Non-interfering behaviors
The behavioral parameters of stream operations should be non-interfering (p. 909)—both for sequential and parallel streams. Unless the stream data source is concurrent, the stream operations should not modify it during the execution of the stream. See building streams from collections (p. 897).
Stateless behaviors
The behavioral parameters of stream operations should be stateless (p. 909)— both for sequential and parallel streams. A behavioral parameter implemented as a lambda expression should not depend on any state that might change during the execution of the stream pipeline. The results from a stateful behavioral parameter can be nondeterministic or even incorrect. For a stateless behavioral parameter, the results are always the same.
Shared state that is accessed by the behavior parameters of stream operations in a pipeline is not a good idea. Executing the pipeline in parallel can lead to race conditions in accessing the global state, and using synchronization code to provide thread-safety may defeat the purpose of parallelization. Using the three-argument reduce() or collect() method can be a better solution to encapsulate shared state.
The intermediate operations distinct(), skip(), limit(), and sorted() are stateful (p. 915, p. 915, p. 917, p. 929). See also Table 16.3, p. 938. They can carry extra performance overhead when executed in a parallel stream, as such an operation can entail multiple passes over the data and may require significant data buffering.
Ordering
An ordered stream (p. 891) processed by operations that preserve the encounter order will produce the same results, regardless of whether it is executed sequentially or in parallel. However, repeated execution of an unordered stream— sequential or parallel—can produce different results.
Preserving the encounter order of elements in an ordered parallel stream can incur a performance penalty. The performance of an ordered parallel stream can be improved if the ordering constraint is removed by calling the unordered() intermediate operation on the stream (p. 932).
The three stateful intermediate operations distinct(), skip(), and limit() can improve performance in a parallel stream that is unordered, as compared to one that is ordered (p. 915, p. 915, p. 917). The distinct() operation need only buffer any occurrence of a duplicate value in the case of an unordered parallel stream, rather than the first occurrence. The skip() operation can skip any n elements in the case of an unordered parallel stream, not necessarily the first n elements. The limit() operation can truncate the stream after any n elements in the case of an unordered parallel stream, and not necessarily after the first n elements.

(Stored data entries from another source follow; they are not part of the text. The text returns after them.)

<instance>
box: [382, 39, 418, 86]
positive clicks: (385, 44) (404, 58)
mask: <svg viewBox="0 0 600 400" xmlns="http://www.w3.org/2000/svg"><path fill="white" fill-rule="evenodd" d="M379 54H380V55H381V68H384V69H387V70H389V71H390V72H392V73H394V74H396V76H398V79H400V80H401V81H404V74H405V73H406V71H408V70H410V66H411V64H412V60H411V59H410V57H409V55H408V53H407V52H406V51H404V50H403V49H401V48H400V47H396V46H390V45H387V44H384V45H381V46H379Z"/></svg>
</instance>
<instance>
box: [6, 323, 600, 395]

The terminal operation findAny() is intentionally nondeterministic, and can return any element in the stream (p. 952). It is specially suited for parallel streams.
The forEach() terminal operation ignores the encounter order, but the forEachOrdered() terminal operation preserves the order (p. 948). The sorted() stateful intermediate operation, on the other hand, enforces a specific encounter order, regardless of whether it executed in a parallel pipeline (p. 929).
Autoboxing and Unboxing of Numeric Values
As the Stream API allows both object and numeric streams, and provides support for conversion between them (p. 934), choosing a numeric stream when possible can offset the overhead of autoboxing and unboxing in object streams.
As we have seen, in order to take full advantage of parallel execution, composition of a stream pipeline must follow certain rules to facilitate parallelization. In summary, the benefits of using parallel streams are best achieved when:
The stream data source is of a sufficient size and the stream is easily splittable into substreams.
The stream operations have no adverse side effects and are computation-intensive enough to warrant parallelization.